The Cape Peninsula's coastline is surrounded by the warm Indian Ocean on the south coast side and the cold Atlantic Ocean on the west coast side. The point where the warm Agulhas Current and the cold Benguela Current meet is not fixed and shifts depending on the season, winds, tides, or water depth. It is cartographically fixed at 20° east.

False Bay Coast: The beaches have warmer water as a result of the Agulhas Current, but are often exposed to the strong South Easter. includes beaches like Muizenberg and Fish Hoek Beach.

Atlantic Coast: The beaches on this side of the coast have ice cold water supplied by the Benguela Current, but the sand is soft and comfortable and the sunsets are breathtaking. The beaches and bays include the popular Clifton Beach, Camps Bay, Llandudno and Sandy Bay to name a few.
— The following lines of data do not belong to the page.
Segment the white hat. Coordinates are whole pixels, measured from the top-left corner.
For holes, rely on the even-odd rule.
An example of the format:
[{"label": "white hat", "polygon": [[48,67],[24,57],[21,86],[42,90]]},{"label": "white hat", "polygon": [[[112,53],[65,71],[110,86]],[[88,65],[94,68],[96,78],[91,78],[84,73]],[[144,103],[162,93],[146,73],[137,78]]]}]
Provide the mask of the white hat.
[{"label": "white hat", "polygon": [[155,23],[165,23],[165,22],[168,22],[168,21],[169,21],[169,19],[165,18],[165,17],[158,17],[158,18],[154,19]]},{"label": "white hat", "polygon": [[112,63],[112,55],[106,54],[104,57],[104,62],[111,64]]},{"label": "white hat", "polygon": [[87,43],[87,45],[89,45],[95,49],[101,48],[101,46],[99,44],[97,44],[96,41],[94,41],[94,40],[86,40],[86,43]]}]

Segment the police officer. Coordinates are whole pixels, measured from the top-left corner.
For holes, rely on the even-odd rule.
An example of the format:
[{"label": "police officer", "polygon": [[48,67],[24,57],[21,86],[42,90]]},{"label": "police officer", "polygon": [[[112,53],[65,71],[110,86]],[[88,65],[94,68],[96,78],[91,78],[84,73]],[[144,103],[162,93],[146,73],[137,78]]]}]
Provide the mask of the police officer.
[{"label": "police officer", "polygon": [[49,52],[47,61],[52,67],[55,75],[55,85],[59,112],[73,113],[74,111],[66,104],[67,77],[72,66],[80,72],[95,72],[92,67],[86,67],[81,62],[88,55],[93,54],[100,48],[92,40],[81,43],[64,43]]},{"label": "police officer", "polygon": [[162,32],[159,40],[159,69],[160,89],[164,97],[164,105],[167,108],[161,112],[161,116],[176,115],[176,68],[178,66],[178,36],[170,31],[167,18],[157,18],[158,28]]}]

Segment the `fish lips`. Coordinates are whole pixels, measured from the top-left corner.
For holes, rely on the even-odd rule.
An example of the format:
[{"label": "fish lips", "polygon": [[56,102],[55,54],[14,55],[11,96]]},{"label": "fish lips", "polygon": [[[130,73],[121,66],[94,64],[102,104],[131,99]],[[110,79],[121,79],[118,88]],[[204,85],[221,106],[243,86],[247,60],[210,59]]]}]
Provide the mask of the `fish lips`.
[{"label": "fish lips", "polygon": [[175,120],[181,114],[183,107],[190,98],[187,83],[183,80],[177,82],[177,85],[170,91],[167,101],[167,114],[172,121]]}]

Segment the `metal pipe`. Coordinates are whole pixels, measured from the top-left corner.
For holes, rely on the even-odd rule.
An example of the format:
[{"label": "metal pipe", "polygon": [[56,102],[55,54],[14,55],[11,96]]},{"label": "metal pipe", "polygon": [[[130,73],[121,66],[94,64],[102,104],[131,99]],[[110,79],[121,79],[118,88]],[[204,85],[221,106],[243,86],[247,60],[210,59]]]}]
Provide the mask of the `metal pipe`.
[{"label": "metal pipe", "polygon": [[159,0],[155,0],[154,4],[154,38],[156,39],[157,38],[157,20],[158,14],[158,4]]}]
West Coast: The water here is cold but the views are beautiful and these beaches are a bit more sheltered from the wind: Melkbosstrand, Bloubergstrand.

Flora
The Cape Province is one of the six Floral Kingdoms of the World and is known as the Cape Floral Kingdom. It is probably the smallest of the floral kingdoms - only 470km² - but has the highest known concentration of plant species : 1 300 per 10 000km². Conservation of the Cape Floral Kingdom with its distinctive vegetation, known as fynbos, is therefore of utmost importance. The word fynbos is derived from the Dutch word for fine-leaved plants (fine bush), that are characterised by small, thin, drought-resisting leaves, and have three main components, namely proteas, ericas, and restios (or reeds). Fynbos plants include South Africa's national flower, the King Protea, as well as the symbol of the Cape Province, the Red Disa. Fynbos is rich in orchids, gladioli, irises, geraniums, and many other colorful and beautiful plants, despite the fact that the Cape's soils are sandy and dry. In fact, over 7 700 plant species are found in fynbos, and approximately 70% are endemic to the area, and they are found nowhere else in the world.

Fauna
Herds of large mammals cannot live off fynbos as the soils are nutrient-deficient and do not provide enough nitrogen for the protein which is required by large mammals. However, smaller mammals are supported by fynbos, and some of those common to fynbos are chacma baboons, grysbok, klipspringers, dassies, mongooses, and the striped mouse.
All of the six bird species endemic to the south-west Cape are supported by fynbos, and these include the Cape sugarbird, the orangebreasted sunbird, and the doublecollared sunbird. The former two species are found only in the fynbos area and play an essential role in pollinating flowers by drinking the nectar from the flowers, especially the ericas and proteas.
A large number of butterfly species are also supported by fynbos.
One of the world's rarest species of tortoise, the geometric tortoise, is endemic to the Cape and is also supported by fynbos.
62 Different types of frogs are found in the Cape (more than half of South Africa's frog species), 29 of which are endemic to the area. Some of these include the Table Mountain ghost frog, the tiny micro frog, and the Cape platanna.
A high concentration of threatened fish species are found in fynbos, especially in the Olifants River system. Found in the southern Cape is 1 rare fresh water endemic and 3 rare estuarine endemic fish, and 3 endangered and 3 vulnerable fresh water endemic fish. Some of these include the Berg River redfin, the fiery redfin, and the Cape whitefish.